Девочка, которая любила Ницше, или как философствовать вагиной | страница 19



13. Любовь под портретами

Давлю окурок в немытой пепельнице и тут же принимаюсь за новую сигарету. Дым, полный тепла и успокоения. Жизнь, очень похожая на жизнь. Разглядываю стены в кабинете. Не точное слово. Скольжу по ним скукой и равнодушием. Восприятие расплывается, где-то стучит дождь. Кто-то ходит по коридорам. Пустое кресло Старика точно раззявленный рот тоски и одиночества.

— Тебе стоило бы заняться философией, девочка, — слышится давний голос. Еще бодрый, без метастаз.

— Философия умерла.

— Что с того? Разве смерть преграда?

— Только не говорите, что там есть нечто.

— Ничего, кроме нас самих. Как и здесь.

— А как же все остальное? Закат? Восход? — наивная девочка с чемоданом золотых монет.

— Юность все видит не так, как старость.

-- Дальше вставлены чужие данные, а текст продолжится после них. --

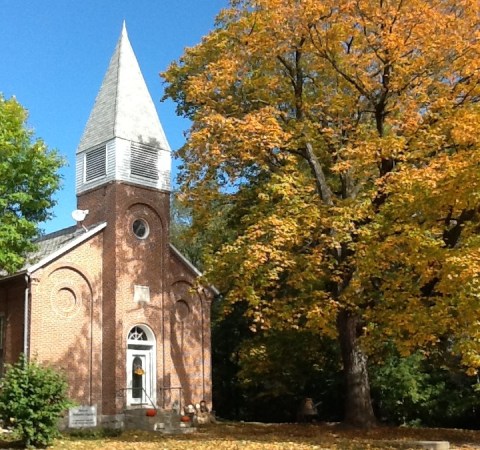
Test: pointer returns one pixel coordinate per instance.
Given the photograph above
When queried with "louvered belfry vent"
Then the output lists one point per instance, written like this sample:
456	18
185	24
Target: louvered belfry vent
96	163
144	161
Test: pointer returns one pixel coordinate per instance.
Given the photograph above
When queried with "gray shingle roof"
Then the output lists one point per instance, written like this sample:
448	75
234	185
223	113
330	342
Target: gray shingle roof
51	243
123	107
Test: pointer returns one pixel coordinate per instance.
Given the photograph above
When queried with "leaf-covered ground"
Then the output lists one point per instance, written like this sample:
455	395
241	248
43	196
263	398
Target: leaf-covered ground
248	436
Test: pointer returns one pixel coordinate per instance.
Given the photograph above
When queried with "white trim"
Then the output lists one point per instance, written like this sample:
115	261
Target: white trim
66	248
150	380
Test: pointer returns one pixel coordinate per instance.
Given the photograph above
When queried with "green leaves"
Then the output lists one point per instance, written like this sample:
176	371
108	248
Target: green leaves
28	179
31	402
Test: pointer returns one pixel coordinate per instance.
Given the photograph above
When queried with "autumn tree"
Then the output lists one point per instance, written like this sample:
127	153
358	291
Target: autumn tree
357	124
28	179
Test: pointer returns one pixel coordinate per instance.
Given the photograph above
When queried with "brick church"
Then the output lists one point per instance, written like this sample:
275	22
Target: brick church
110	301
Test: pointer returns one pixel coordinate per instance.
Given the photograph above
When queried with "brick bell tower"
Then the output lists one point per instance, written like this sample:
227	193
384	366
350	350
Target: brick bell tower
123	166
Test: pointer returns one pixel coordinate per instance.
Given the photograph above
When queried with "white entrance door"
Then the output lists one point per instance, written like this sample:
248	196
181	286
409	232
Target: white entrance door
140	375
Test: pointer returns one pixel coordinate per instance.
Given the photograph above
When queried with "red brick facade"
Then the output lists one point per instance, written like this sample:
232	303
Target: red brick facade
82	308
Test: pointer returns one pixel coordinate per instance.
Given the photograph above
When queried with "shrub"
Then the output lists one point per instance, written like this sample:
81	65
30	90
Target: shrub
32	400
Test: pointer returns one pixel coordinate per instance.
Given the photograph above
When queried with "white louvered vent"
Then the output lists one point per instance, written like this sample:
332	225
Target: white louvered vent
144	161
95	163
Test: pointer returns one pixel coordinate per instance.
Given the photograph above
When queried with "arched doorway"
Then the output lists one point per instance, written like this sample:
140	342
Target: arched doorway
141	366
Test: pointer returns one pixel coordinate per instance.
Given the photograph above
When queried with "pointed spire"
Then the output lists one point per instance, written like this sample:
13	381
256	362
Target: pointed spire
123	107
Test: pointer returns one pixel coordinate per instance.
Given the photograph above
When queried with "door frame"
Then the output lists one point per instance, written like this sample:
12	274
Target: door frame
142	345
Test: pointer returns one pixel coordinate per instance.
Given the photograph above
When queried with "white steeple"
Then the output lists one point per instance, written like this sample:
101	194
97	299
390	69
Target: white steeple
123	139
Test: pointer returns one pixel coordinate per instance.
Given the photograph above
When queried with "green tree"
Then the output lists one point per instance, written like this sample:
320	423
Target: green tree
361	121
28	179
32	400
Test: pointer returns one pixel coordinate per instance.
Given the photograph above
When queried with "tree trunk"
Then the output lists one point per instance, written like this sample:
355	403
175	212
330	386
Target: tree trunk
358	405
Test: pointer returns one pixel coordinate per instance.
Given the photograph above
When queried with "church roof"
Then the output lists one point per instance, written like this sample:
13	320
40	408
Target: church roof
53	245
123	107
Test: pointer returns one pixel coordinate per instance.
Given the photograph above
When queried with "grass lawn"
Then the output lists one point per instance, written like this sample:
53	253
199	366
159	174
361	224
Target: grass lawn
249	436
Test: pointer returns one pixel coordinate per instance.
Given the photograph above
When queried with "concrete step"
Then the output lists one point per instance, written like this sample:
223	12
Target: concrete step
165	421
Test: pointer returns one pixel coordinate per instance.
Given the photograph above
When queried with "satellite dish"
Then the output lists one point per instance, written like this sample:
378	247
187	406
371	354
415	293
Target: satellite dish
79	214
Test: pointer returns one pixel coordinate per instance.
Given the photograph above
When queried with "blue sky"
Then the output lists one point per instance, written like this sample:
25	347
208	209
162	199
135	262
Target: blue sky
54	54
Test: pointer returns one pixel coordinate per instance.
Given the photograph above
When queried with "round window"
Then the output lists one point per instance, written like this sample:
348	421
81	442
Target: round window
140	228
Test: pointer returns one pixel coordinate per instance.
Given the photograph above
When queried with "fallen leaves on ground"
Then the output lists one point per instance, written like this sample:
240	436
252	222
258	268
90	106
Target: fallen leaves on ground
254	436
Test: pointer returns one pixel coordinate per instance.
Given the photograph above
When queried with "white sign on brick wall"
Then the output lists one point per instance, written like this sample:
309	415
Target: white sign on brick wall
82	417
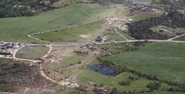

Извини за банальность. Когда ты юн, то прошлое еще слишком мало, слабо, неважно. Ты просыпаешься и забываешь о том, что произошло вчера, позавчера, год назад.

— Разве это плохо?

— Не хорошо и не плохо. Так есть. Просто так есть. Прошлое еще не составляет важную часть твоей души. Но с приближением к концу что-то меняется в ощущениях, как будто стрелка восприятия перемагничивается, переворачивается. Все больше начинаешь жить в прошлом. Инверсия. Понимаешь? Хотя, о чем это я… В каждом из нас есть магнитная стрелка, внутренний компас. Мы постоянно ориентированы. Из прошлого в будущее, из дома — на работу, мужчина — к женщине, мать — к ребенку. Плотная сеть, меркаторова проекция, наброшенная на нашу жизнь.

— Учитель — к ученице…

— Ты сожалеешь?

— Нет, слушаю, учитель…

— То, что мы называем человеком, относится к настоящему человеку так же, как глобус — к земному шару, геоиду. То, что мы называем собой, не более, чем скверно нарисованный план окрестностей наших привычек.

— И что же старость? Какова она?

— Старость — это когда начинают умирать твои женщины…

— ?

— Тех, кого ты когда-то любил, делил с ними постель.

— Тогда знаю, как убежать от нее.

— Ты хочешь прямо здесь…?

— Не хочу, что бы ты умирал.

— Но здесь…

— Запремся на ключ…

— В какие неестественные, искусственные и недостойные положения приходится попадать в эпоху, страдающую недугом общего образования, правдивейшей из всех наук, честной, нагой Богине Философии! В этом мире вынужденного, внешнего однообразия она остается лишь ученым монологом одинокого скитальца, случайной добычей отдельного охотника, скрытой кабинетной тайной или неопасной болтовней между академическими старцами и детьми…

— Это о нас, — шепчу даже сейчас. — Вот твоя нагая богиня философии… Ты не боишься?